Плен | страница 19



    Наконец, двери вагона раздвинулись, подошел грузовик, прямо на пол кузова грузовика выгрузили нас вповалку и повезли. Ехали через какой-то город, судя по надписям и вывескам - польский, подъехали к воротам, за которыми - лагерь. Ряды длинных, наполовину врытых в землю бараков, каждый из которых огражден колючей проволокой. Грузовик остановился у здания, над входом в который трепыхался немецкий флаг со свастикой. Перед зданием - небольшая площадь, по которой с деловым видом снуют немецкие солдаты, в стороне - кучка молодых женщин в советской форме, поют хором «Вставай, страна огромная...», видно чего-то ожидают. Охраняющие их вооруженные винтовками постовые не обращают на пение никакого внимания.
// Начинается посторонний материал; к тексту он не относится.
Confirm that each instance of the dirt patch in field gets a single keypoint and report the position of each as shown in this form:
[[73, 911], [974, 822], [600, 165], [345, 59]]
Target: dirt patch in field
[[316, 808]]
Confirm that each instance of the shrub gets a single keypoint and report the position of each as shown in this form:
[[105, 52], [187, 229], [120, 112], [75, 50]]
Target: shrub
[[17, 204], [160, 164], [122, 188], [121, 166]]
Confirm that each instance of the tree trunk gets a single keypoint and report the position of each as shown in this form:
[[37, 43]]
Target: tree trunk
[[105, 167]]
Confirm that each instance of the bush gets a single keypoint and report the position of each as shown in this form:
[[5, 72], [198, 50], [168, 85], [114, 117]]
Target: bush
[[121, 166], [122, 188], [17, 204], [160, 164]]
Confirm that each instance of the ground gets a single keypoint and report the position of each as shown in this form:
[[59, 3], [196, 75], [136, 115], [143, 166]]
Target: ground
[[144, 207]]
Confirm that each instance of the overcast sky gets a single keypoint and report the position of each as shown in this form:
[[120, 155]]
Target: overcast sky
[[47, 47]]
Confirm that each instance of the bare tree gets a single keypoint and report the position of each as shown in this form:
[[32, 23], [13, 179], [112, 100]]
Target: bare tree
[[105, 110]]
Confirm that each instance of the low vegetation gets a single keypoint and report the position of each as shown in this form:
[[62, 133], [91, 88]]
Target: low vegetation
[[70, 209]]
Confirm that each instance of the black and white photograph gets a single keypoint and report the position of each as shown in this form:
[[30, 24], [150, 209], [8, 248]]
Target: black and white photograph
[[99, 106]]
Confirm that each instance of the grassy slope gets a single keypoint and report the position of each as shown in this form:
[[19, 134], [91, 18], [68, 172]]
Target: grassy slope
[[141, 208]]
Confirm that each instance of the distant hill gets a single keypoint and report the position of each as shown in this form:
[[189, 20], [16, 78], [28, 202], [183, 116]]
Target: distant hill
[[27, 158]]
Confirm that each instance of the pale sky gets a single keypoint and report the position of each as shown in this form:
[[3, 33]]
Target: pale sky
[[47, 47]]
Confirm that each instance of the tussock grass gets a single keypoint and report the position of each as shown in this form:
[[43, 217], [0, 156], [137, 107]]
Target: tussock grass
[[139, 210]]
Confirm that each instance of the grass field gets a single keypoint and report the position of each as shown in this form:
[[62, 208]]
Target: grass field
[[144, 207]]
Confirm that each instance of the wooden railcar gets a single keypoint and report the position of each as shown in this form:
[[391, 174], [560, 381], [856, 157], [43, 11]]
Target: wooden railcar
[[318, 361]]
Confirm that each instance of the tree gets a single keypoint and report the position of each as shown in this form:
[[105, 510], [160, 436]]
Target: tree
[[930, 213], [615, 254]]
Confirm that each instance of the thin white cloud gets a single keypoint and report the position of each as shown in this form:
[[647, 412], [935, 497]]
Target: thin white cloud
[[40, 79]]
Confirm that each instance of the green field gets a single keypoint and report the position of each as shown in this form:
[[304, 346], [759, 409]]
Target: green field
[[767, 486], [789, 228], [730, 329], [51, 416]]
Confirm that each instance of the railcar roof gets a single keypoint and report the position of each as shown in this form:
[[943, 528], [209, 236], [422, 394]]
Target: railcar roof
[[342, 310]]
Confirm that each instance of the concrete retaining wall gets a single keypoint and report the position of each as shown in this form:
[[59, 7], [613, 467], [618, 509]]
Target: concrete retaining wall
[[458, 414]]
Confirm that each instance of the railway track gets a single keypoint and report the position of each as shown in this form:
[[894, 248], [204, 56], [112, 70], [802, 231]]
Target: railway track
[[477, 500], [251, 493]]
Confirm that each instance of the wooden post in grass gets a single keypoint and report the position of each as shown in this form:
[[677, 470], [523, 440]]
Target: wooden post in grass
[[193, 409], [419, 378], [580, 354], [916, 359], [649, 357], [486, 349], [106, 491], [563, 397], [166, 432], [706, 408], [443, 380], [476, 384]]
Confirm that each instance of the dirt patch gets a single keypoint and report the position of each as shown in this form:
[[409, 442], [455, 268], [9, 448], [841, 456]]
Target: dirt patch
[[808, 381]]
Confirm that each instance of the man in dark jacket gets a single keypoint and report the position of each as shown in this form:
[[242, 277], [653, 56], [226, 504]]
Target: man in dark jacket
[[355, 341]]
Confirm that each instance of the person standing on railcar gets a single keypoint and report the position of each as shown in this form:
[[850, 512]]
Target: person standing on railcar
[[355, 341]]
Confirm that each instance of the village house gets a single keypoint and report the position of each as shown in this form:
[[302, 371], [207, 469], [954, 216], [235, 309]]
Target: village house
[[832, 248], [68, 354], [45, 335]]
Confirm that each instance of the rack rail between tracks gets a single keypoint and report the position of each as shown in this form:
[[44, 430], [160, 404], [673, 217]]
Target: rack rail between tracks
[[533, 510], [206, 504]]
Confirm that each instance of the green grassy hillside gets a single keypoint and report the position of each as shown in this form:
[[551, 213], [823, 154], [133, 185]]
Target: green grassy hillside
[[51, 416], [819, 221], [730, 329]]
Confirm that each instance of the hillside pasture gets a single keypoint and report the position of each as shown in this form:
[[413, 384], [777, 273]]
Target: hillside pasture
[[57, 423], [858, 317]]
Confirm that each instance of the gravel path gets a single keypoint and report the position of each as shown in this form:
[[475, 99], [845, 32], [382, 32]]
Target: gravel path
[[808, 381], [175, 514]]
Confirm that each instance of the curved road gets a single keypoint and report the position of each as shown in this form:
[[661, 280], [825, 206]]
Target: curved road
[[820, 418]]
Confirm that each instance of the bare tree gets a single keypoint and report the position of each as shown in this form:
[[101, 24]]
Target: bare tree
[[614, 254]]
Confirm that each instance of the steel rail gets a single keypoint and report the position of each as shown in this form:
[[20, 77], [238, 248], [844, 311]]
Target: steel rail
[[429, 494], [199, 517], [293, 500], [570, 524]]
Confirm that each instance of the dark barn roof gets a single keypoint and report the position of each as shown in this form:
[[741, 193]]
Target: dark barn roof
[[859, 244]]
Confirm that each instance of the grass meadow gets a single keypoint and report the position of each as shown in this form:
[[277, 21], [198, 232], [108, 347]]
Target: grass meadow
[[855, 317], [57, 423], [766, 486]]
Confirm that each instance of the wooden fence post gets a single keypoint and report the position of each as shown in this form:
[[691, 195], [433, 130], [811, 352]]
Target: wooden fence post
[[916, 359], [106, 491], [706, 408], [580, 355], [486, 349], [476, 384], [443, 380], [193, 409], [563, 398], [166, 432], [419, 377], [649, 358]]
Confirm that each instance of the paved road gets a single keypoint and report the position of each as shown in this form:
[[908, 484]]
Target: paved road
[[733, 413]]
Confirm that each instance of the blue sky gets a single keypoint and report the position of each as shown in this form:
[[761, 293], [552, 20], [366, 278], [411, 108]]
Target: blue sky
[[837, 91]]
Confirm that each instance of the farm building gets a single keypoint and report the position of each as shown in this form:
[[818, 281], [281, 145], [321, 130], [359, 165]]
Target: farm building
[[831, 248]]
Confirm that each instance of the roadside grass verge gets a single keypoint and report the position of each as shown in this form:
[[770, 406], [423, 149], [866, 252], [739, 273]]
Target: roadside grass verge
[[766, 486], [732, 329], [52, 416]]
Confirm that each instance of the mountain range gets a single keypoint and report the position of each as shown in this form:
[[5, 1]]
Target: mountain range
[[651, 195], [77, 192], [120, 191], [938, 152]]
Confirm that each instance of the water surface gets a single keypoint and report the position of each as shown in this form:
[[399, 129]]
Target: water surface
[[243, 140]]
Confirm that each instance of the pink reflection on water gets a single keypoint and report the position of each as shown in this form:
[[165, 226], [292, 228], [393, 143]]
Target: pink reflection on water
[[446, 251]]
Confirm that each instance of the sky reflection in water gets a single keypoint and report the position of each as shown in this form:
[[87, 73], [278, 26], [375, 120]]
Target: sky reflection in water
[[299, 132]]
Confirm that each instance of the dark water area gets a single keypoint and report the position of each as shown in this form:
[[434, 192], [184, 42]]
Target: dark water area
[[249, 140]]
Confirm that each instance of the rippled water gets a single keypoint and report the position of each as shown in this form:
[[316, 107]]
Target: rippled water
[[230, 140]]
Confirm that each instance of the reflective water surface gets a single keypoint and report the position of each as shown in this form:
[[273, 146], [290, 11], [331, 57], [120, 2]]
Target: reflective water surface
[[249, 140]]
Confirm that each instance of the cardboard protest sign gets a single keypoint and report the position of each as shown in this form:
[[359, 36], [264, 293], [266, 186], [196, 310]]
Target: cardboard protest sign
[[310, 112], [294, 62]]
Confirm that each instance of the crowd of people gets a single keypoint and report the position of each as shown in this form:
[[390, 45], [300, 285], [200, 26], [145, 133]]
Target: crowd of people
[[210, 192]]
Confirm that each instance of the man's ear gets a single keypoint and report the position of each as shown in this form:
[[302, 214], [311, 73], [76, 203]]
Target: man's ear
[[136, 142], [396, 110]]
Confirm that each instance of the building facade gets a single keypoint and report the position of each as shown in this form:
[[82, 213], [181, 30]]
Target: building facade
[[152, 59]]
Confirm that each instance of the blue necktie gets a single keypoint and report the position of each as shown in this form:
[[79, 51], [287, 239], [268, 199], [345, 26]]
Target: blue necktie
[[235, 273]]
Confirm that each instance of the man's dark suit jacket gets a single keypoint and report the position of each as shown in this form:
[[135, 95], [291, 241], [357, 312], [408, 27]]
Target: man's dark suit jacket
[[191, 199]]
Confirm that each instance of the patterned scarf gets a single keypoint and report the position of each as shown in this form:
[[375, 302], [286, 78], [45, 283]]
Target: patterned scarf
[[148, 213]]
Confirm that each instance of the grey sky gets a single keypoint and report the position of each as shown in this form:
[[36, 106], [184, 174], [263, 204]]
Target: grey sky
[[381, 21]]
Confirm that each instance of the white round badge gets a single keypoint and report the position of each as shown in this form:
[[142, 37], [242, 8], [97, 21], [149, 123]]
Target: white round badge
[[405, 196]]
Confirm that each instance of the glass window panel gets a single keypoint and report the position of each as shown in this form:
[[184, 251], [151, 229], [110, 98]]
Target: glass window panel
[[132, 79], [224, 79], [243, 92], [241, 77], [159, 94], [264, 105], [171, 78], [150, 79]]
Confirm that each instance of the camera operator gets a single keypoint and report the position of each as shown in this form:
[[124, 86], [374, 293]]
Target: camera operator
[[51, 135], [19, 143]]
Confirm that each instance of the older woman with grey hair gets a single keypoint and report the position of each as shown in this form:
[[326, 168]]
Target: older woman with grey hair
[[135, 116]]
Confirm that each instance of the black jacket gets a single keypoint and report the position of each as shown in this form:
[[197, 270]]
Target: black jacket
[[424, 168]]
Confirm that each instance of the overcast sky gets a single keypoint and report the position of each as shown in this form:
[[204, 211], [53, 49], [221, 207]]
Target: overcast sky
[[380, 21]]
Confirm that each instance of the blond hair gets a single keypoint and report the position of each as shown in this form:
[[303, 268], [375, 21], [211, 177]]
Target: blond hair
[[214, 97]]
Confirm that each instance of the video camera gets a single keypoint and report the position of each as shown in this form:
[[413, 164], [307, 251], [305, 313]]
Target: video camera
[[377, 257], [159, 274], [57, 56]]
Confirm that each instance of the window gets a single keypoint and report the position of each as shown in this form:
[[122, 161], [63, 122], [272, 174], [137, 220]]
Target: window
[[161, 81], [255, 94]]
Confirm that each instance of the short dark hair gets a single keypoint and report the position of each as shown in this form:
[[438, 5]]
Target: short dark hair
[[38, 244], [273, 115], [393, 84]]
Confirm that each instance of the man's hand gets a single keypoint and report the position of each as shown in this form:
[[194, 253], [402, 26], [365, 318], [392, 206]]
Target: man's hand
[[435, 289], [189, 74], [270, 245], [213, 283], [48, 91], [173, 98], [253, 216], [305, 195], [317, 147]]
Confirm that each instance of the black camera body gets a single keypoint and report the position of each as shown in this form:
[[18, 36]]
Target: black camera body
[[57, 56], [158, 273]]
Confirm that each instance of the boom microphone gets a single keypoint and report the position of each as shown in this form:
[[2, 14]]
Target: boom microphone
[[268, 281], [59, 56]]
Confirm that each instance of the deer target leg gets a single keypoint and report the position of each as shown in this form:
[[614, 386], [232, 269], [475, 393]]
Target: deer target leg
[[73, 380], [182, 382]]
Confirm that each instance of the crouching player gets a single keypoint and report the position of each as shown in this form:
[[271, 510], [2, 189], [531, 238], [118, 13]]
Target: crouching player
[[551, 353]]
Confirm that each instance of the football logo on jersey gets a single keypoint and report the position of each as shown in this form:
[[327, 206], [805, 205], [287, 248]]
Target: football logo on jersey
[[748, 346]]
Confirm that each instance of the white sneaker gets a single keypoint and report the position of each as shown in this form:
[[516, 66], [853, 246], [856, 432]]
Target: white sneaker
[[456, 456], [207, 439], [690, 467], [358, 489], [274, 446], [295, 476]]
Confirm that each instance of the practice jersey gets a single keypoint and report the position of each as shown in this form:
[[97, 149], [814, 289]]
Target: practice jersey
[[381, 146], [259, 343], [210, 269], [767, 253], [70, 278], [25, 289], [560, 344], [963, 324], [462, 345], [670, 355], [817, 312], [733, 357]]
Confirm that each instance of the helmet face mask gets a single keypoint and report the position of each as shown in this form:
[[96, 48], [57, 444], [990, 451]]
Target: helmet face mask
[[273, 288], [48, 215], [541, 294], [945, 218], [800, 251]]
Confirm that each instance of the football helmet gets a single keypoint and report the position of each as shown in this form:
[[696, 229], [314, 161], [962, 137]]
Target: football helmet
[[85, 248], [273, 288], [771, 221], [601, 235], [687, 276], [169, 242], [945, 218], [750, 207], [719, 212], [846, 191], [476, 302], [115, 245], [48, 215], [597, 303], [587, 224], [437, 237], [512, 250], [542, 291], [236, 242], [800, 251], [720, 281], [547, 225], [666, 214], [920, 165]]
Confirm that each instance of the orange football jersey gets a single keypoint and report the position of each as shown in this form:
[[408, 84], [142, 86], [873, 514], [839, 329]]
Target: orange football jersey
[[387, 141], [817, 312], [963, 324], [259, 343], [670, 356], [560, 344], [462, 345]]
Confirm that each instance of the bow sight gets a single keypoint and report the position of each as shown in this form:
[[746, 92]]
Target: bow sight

Думаю, что эта группа женщин из захваченного немцами полевого госпиталя. После недолгого ожидания грузовик подъехал к входу одного из бараков, где ожидавшие его прихода одетые в немецкую форму, но со странными красными петлицами люди, говорящие по-русски, очевидно служители лагеря - полицаи, стали нас по одному затаскивать в барак.

     В нос ударило жуткое зловоние. Полутемный проход по середине, по обеим сторонам от прохода – двухэтажные нары. Найдя свободное место на нижнем этаже нар, втолкнули меня туда.

    Сосед, лежащий слева от меня бормотал что-то в забытьи, не отвечая на мои вопросы. Сосед справа охотно ответил и ввел в курс дела.

    Лагерь считается лазаретом, в него свозят раненых. Город, в котором он находится - Холм, поляки называют его Хелм. Кормежка отвратительная, тот же, что и везде - немецкий паек: 240-250 грамм хлеба и жидкая баланда раз в сутки. В конце барака за перегородкой с дверью, на которой написано «Arzt», перевязочная. Но перевязочных материалов нет, делают перевязку только в обмен на пайку хлеба. Поэтому в бараке такая вонь - гниют запущенные раны.

     Получил порцию баланды, вонючей, жиденькой, сваренной из той же брюквы, правда, попалось волоконце от мяса.

     Настала ночь. Сосед слева, явно находясь в горячке, что-то шептал, бормотал, называя чьи-то имена. К утру затих. Оказалось - умер. Сосед справа сказал: «Не говори никому пока. Если не заметят - получим за него хлеб и баланду, разделим.» Так и поступили. После «обеда» закричали санитарам и они вытащили его наружу.

    На следующий день после раздачи хлеба я со своей пайкой дополз до перегородки перевязочной, постучал туда. Дверь открылась и молодой парень в немецком кителе с красными петлицами, на которых нарисовано Arzt (врач), увидев в моих руках хлеб, впустил меня внутрь своего закутка, как должное, взял хлеб и, положив его в шкафчик, стал готовиться к перевязке. Налил в миску желтоватого раствора реваноля и, сопровождая свою работу расспросами о том, где попал, где служил, умело сделал мне перевязку. Сказал: приходить не ранее, чем через три дня - нет перевязочных материалов.